Cada vez que su mirada se cruzaba con la de su hijita, lo veía a Mariano
y recordaba cada momento de esa única noche en la que ella fue suya. La noche
en que su piel se sintió abrigada y que supo lo que era temblar por amor.
Volvió a esa boca que se abría deseosa porque recibía el alma que la otra le
daba en el beso. Repitió con sus dedos el trazo de una lengua que la midió
desde el borde más sensible de su piel hasta la hondura más abierta de su
corazón. Caía una lágrima sobre su pecho y el breve estallido de la gota hacía
que sus ojos relumbraran en el azabache
de su mirada.
Los ojos de la niña eran el alma que él había encarnado en su sangre
para siempre. Pero él no debía saberlo. No por lo menos ahora. Si lo supiera,
¿cómo reaccionaría el hombre? ¿Cómo escapar de lo que el viejo hubiese
entendido como una traición y como una falta de lealtad por parte de ambos?

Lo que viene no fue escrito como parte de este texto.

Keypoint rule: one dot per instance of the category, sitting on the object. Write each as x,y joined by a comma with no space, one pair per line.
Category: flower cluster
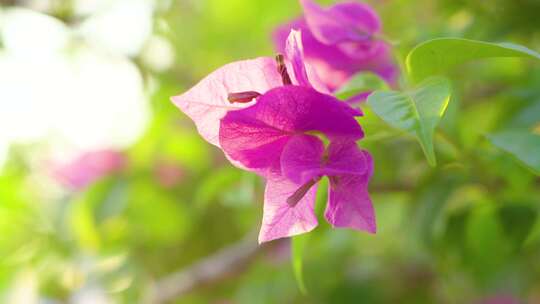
277,118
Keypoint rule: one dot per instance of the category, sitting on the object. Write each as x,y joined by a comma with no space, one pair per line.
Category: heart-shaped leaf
416,111
433,57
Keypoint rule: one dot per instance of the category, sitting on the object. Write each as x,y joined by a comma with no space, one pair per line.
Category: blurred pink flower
88,167
340,41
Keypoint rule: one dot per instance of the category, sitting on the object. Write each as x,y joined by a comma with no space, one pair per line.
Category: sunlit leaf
524,145
433,57
360,83
416,111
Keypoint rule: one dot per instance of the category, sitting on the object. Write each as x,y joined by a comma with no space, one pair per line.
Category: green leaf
522,144
417,111
359,83
433,57
298,244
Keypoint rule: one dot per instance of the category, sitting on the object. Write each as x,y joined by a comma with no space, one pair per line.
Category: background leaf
417,111
360,83
522,144
435,56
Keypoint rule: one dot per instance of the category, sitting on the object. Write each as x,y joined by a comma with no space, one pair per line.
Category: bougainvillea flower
340,41
273,139
290,195
209,100
88,167
255,136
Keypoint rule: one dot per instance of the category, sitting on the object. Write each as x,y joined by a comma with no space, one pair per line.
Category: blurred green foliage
455,233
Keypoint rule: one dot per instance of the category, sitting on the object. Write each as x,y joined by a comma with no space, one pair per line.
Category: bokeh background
85,83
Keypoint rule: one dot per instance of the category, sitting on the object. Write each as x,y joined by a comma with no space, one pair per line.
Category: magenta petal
344,157
349,204
255,136
301,159
281,219
206,103
340,23
304,158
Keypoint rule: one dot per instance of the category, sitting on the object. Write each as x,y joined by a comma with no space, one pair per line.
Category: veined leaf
524,145
433,57
417,111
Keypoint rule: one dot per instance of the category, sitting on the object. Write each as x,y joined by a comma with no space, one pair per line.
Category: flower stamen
242,97
301,192
282,70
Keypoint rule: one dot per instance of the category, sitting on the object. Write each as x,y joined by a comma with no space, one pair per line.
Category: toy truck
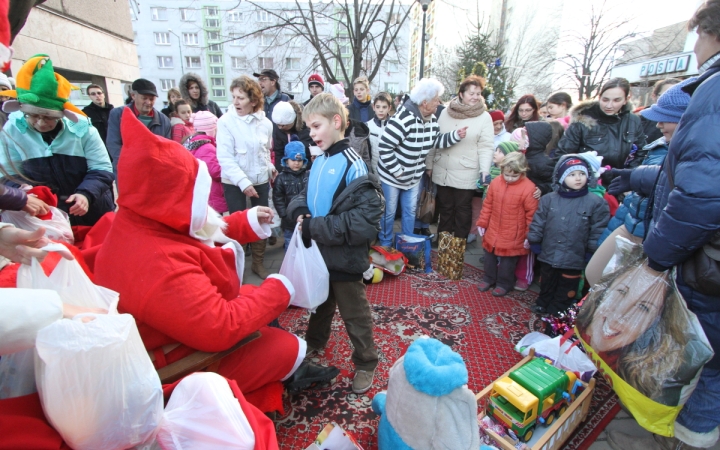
535,392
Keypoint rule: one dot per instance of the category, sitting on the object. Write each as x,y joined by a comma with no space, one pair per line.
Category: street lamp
424,4
182,68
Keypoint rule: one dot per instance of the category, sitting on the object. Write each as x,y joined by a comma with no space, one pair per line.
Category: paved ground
622,422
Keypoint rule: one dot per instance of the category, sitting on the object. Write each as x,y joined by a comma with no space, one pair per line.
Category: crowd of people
546,185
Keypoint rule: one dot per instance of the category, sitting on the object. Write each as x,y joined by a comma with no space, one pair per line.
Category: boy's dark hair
707,18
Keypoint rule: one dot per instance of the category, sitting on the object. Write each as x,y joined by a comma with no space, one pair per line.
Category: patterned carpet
482,328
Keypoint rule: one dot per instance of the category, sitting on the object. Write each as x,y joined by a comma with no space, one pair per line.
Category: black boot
309,374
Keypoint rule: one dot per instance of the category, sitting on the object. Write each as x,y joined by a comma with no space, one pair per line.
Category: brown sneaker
362,382
622,441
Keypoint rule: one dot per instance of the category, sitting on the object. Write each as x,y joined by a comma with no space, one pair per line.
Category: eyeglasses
41,118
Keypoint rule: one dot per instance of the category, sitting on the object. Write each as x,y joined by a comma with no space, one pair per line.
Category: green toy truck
536,392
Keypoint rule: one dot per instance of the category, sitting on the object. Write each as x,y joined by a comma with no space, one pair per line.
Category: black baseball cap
267,73
145,87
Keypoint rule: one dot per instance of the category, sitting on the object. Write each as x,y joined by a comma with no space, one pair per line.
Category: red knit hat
497,115
316,79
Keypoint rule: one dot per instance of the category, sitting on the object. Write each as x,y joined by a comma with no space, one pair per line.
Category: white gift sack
57,228
203,413
96,382
306,270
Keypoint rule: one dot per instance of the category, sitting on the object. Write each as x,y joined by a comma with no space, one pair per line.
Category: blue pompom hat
671,105
294,150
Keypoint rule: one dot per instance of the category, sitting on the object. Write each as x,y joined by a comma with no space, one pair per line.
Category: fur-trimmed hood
190,76
589,113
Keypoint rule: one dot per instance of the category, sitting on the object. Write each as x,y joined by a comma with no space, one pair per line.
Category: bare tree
588,61
350,38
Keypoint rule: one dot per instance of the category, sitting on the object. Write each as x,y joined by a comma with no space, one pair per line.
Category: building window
187,14
190,39
162,38
159,13
166,85
292,63
239,63
164,62
192,62
265,63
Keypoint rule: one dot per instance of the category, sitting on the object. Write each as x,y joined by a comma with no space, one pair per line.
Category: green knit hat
508,147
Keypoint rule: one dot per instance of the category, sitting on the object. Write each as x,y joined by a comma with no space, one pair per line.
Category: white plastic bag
57,228
307,272
96,382
562,352
203,413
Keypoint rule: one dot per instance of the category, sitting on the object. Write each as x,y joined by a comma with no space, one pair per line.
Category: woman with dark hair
525,110
456,169
244,138
558,107
194,90
607,126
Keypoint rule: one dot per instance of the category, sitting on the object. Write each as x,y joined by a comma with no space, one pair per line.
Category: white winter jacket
243,148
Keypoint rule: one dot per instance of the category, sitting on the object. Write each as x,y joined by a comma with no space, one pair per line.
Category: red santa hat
162,180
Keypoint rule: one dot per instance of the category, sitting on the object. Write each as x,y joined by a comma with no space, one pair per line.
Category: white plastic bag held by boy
96,382
307,272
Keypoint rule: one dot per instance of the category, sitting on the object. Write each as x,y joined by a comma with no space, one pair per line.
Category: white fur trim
702,440
201,196
302,350
286,282
261,229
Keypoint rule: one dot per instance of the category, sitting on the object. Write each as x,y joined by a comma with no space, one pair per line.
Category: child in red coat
504,223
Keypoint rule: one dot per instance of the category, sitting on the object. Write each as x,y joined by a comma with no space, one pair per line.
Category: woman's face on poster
631,304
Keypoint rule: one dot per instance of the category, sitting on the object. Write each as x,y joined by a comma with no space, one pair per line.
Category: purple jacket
203,148
12,199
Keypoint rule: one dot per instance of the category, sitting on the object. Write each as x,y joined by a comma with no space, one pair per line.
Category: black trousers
236,199
455,207
558,288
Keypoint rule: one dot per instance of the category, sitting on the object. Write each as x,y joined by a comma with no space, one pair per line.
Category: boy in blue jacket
340,210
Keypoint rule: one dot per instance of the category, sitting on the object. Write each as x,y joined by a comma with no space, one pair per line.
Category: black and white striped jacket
405,142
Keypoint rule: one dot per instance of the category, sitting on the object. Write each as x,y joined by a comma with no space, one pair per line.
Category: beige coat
460,166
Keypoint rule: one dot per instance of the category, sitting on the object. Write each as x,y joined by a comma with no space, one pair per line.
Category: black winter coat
344,235
611,136
541,165
288,185
568,228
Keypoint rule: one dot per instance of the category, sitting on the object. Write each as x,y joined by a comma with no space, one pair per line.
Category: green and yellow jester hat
39,90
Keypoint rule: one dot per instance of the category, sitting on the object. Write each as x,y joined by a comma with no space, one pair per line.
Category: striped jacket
405,143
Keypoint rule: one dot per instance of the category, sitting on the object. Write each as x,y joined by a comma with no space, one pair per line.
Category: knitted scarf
459,110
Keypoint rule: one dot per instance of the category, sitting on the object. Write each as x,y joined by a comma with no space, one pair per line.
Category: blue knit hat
671,105
294,150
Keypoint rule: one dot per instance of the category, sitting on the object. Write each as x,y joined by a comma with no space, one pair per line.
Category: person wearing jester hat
184,291
50,142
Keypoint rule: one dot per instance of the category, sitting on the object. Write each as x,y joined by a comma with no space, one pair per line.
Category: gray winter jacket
568,228
345,233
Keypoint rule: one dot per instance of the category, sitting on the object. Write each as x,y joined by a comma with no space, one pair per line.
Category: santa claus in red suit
178,268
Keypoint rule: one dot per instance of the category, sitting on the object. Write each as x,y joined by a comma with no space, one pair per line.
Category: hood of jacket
539,135
589,113
592,179
190,76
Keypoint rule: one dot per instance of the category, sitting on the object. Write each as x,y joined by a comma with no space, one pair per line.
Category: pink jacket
203,148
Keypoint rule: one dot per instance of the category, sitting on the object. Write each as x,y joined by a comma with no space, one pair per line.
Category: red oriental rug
480,327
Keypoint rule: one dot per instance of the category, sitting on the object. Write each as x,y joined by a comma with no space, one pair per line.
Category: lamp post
424,4
182,68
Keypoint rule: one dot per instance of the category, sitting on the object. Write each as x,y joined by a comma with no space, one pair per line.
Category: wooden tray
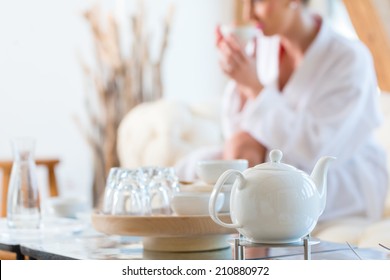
168,233
160,226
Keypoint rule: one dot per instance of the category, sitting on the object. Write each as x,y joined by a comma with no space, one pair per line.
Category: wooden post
369,26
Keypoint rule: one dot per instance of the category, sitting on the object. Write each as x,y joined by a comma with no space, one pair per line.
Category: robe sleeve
334,120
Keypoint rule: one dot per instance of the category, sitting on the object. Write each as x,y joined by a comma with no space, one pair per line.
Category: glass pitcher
23,205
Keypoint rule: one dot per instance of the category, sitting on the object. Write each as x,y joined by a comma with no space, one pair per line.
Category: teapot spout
319,177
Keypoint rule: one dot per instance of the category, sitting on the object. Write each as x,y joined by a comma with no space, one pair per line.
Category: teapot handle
217,188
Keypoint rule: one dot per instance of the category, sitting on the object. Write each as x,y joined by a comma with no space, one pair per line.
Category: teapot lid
275,163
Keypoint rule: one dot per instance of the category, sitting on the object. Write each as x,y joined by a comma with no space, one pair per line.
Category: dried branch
120,83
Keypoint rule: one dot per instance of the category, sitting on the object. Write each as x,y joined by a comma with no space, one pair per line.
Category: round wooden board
160,226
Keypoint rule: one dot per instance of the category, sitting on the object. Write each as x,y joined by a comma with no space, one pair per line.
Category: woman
309,92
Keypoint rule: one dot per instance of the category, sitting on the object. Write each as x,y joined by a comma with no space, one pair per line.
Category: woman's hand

Mejor callar lo que aún no puede decirse y esperar a que el destino envíe
alguna señal. Cerrar la puerta del baño y mandar a uno de los muchachos a que
retire los desechos que han quedado sobre la mesada. Mejor no ver lo que aún no
se debe.
Arriba el cielo parece agonizar sobre el mediodía del paisaje. Mala
señal este inoportuno regodeo de nubes. Para colmo, los que debieran estar aquí
se están demorando más de lo previsto.
Entonces ella vuelve a la ventana con la niña en brazos y deja que sus ojos se
fijen en las colinas que se alzan del otro lado del río. Allí, sobre el filo
más suave de la elevación, un caballo se ha detenido a pastar. Sólo se muestra
el alazán con su montura, mordisqueando las pocas raíces de un suelo magro y
virgen.
Alarmado por una presencia que no logra ver pero que intuye, el animal
deja de comer y alza la cabeza. Mira hacia este lado, hacia la ventana de la
casa. Como si la mujer o la niña le estuviesen por decir algo que él debería
saber, a pesar de la distancia y de la soledad que los emparenta. Pero no es
nada. Todo está tranquilo. El caballo
vuelve a lo suyo y aquí no ha pasado nada. Nada más cierto que la duda que hace
temblar a quien cree ver lo que ya sabe.